Before you pack your bags and book yourself a one-way ticket though, there are a host of practical issues to consider. This guide talks you through some of the most important.
It’s true that in the larger towns and touristy parts of the country, lots of people speak English. If you’re to really make the most of your experiences living in this part of Europe though, it’s a good idea to get to grips with the local language.
As well as helping you to make friends, being able to speak Spanish will make a whole range of practical tasks easier. Whether you’re buying a loaf of bread or booking an appointment with a doctor, it’s a huge advantage to be able to express yourself and understand others.
Don’t panic if you’re not familiar with the language and your big move now looms large on the horizon.
As the language school Spanish Connection points out, intensive courses can help people to pick up the skills they need in a short space of time. By booking yourself onto a learning programme like this, you might be able to progress much more quickly than you think.
Bear in mind that your language skills are bound to improve once you arrive in Spain too.

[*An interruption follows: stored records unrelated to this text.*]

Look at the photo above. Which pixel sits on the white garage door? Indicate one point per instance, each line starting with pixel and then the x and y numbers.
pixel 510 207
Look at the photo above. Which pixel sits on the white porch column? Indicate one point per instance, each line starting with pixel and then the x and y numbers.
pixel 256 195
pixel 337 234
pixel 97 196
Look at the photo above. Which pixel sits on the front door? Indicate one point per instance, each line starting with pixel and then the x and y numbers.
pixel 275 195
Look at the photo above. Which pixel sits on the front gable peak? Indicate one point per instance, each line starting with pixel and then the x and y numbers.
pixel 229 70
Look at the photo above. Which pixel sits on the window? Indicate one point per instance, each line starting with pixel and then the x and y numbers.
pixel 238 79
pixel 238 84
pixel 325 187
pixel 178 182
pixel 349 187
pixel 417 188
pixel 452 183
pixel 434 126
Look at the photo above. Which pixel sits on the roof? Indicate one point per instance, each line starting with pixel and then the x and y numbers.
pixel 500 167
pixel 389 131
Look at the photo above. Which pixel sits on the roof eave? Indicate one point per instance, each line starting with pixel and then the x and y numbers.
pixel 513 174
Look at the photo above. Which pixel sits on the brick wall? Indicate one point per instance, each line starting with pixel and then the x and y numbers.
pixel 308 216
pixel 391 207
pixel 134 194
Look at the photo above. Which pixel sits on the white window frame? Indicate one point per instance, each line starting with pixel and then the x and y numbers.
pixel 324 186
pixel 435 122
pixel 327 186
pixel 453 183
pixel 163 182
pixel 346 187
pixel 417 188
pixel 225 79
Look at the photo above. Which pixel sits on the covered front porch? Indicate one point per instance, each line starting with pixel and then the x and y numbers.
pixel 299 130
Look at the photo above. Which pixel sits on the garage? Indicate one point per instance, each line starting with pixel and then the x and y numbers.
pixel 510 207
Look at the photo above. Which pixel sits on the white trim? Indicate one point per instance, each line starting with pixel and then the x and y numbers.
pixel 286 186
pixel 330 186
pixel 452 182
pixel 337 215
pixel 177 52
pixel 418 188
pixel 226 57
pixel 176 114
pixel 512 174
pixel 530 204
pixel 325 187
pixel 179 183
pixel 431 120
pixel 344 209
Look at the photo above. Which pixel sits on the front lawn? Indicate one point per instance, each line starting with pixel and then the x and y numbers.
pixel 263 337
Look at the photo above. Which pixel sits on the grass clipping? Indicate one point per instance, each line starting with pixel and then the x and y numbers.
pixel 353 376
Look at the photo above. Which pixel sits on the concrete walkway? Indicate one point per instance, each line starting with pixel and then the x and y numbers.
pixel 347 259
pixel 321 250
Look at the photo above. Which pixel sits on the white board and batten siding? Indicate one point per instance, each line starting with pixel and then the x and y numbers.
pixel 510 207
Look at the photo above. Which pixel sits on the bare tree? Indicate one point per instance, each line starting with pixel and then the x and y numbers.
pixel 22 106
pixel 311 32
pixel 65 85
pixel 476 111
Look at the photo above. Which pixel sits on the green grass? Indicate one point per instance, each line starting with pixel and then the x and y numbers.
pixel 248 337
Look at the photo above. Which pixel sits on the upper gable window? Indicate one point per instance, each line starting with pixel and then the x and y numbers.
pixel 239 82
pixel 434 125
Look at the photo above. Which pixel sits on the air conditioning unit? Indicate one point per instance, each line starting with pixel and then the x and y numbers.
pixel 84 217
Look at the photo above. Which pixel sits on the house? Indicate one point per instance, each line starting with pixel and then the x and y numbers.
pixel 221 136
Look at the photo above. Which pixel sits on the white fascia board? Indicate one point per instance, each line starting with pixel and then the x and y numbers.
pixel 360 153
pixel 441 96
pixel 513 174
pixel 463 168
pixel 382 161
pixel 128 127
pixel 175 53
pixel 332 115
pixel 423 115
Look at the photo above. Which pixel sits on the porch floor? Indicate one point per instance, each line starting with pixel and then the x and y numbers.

Then there’s the issue of paperwork to consider. If you’re moving to Spain from a country in the EU, you won’t need a visa.
Bear in mind though, within three months of arriving, you should secure a foreign identity number (known as a Número de Identidad de Extranjero) and a residency card. Registering with the authorities will help ensure you are fully protected by the country’s healthcare system.
Meanwhile, if you plan to buy a property, make sure you look into the taxes and fees you’ll face so that you know exactly what to expect.
Cost of living
You should also do some research into the cost of living in the area you’re moving to. It’s impossible to budget effectively without looking into the sums you’ll shell out for everything from groceries to fuel.
On a related point, it’s wise to pay attention to the exchange rate in the run up to your move. If you’re worried about fluctuations that could leave you out of pocket, you can look for forward contracts that allow you to fix the rate you’ll receive for up to 24 months head.
Of course, this isn’t an exhaustive list of the things you’ll need to consider before you up sticks and move to Spain, but it does cover the basics.